The grounds of appeal did not seek to raise any argument in respect of discrepancy between the two brothers who were sentenced to an identical term. As far as each of them was concerned, it was said that insufficient account had been taken of personal mitigation, either their relatively minor previous convictions or in the case of Christopher, the fact that he was a man of no previous conviction. The grievance which they felt against Dennenney concerning previous incidents, including a belief that he had torched Nicholas's car in the past, were also matters which it was said the judge had failed satisfactorily to take into account. Each of them raised the contention that they believed that the judge had penalised them for changing their pleas whereas their earlier pleas of guilty had been entered as a result of bad advice given by counsel.

12.

Mr Cooke, who has resolutely advanced his case to us this morning, has also emphasised what he says was a deficiency in the sentencing remarks in that the learned judge did not refer to particular matters of mitigation and in particular the exemplary character of the defendants prior to their involvement in this offence.

13.

The task which we have to perform is to consider whether a sentence of 7 years' imprisonment, passed on each of these appellants, after a trial, for the aggravated burglary which we have described, is manifestly excessive.

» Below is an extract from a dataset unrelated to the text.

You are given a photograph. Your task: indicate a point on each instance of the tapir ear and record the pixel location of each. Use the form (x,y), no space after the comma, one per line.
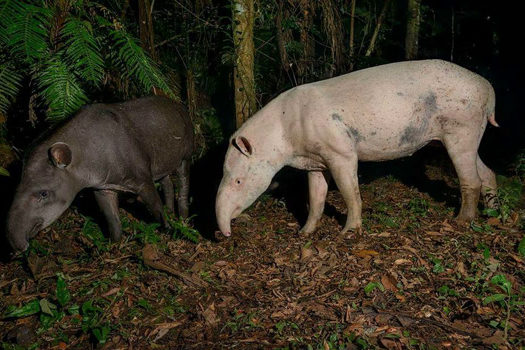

Having considered all of the matters urged upon us, we are perfectly satisfied that the trial judge when sentencing did not unduly hold it against either of these appellants that they had the advantage of a change of plea, rather she recorded, as she was bound to do, that she was sentencing them as persons who had been convicted and who therefore were not entitled to any discount by reason of a plea of guilty. Nor do we think that there is anything at all in the point that she may or may not have referred to every single item of mitigation which had been mentioned in court or was otherwise contained in the reports.

14.

We also are entirely unpersuaded that the sentences of 7 years, in respect of this horrific offence, committed against Mr Bolton was in any way manifestly excessive after a trial. It therefore follows that notwithstanding the best efforts of Mr Cooke, this appeal against sentence in respect of each of these appellants must be dismissed.